Mr. Hanlin said he believed the proposed model would work if the nation created a single food agency or maintained dual jurisdictional responsibilities within the U.S.D.A. and the F.D.A.

"In a dual role we would envision F.D.A. providing the food safety leadership further down the supply chain, e.g. the manufacture of frozen pizza, entrees, canned soup, broths, sauces, snacks, seasonings, etc."

He said the proposed model would enable the agency (U.S.D.A.) to deploy resource against the greatest food safety risks.

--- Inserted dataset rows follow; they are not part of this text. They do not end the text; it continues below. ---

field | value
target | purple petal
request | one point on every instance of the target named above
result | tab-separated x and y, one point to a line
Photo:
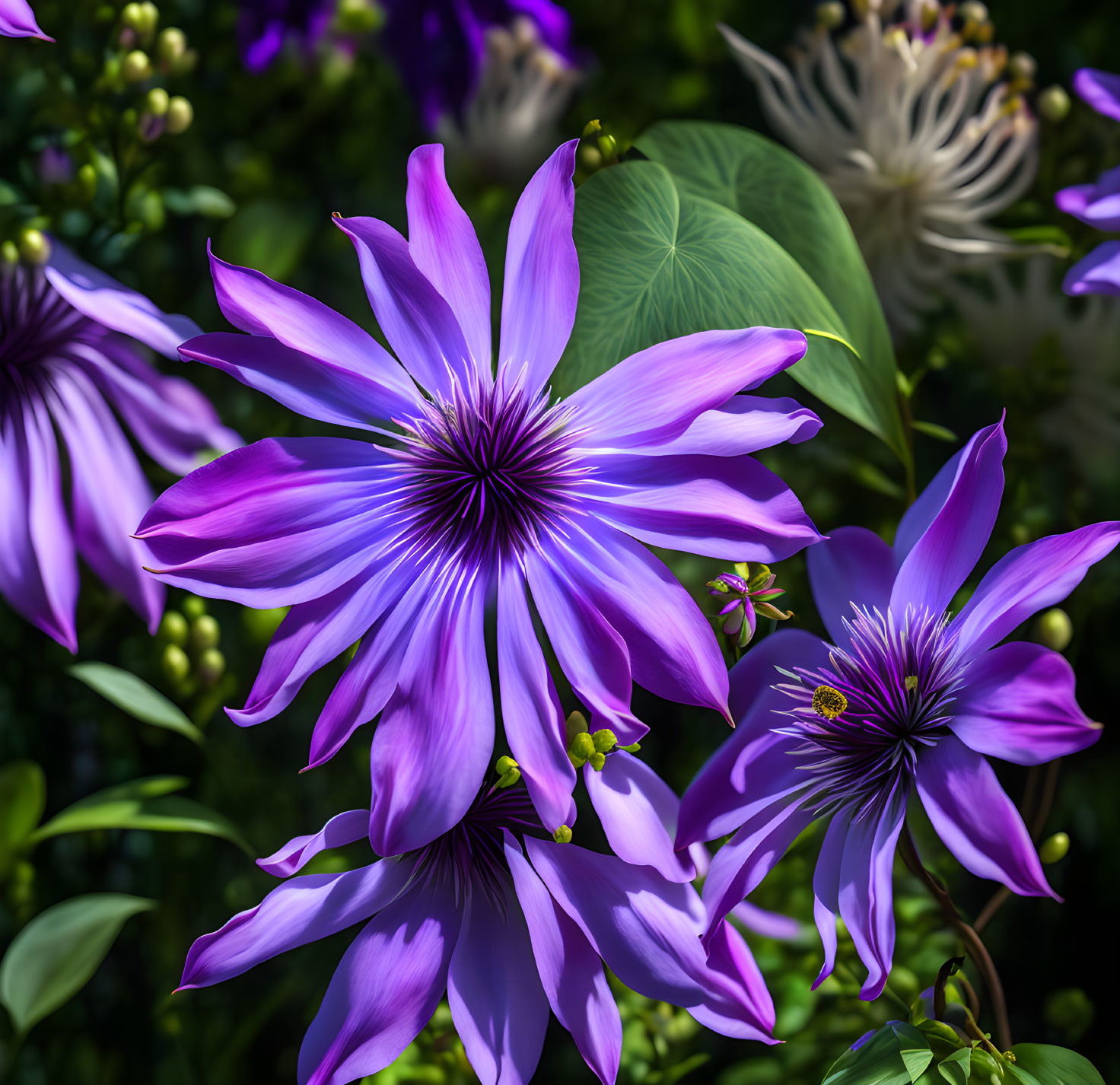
638	813
671	645
279	522
1101	90
296	913
570	971
727	508
1029	579
1099	272
342	829
647	930
852	565
531	712
498	1002
104	301
38	568
975	819
417	322
1017	703
387	988
590	650
446	250
958	531
752	767
441	714
110	492
541	273
657	394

"Imagine for a moment being able to redeploy the FTE resource currently inspecting a facility making a frozen, fully cooked, cheeseburger sandwich … and re-training the inspector to inspect a peanut facility or a spinach farm just prior to the harvest," he said.

In closing, Mr. Hanlin said government and industry understand where the food safety risks are.

"We must look beyond the meat and poultry divide and focus on food safety systems across all categories of commodities using a risk-based approach," he said. "There is nothing more important than safe food to those of us in the food business and all of us as consumers."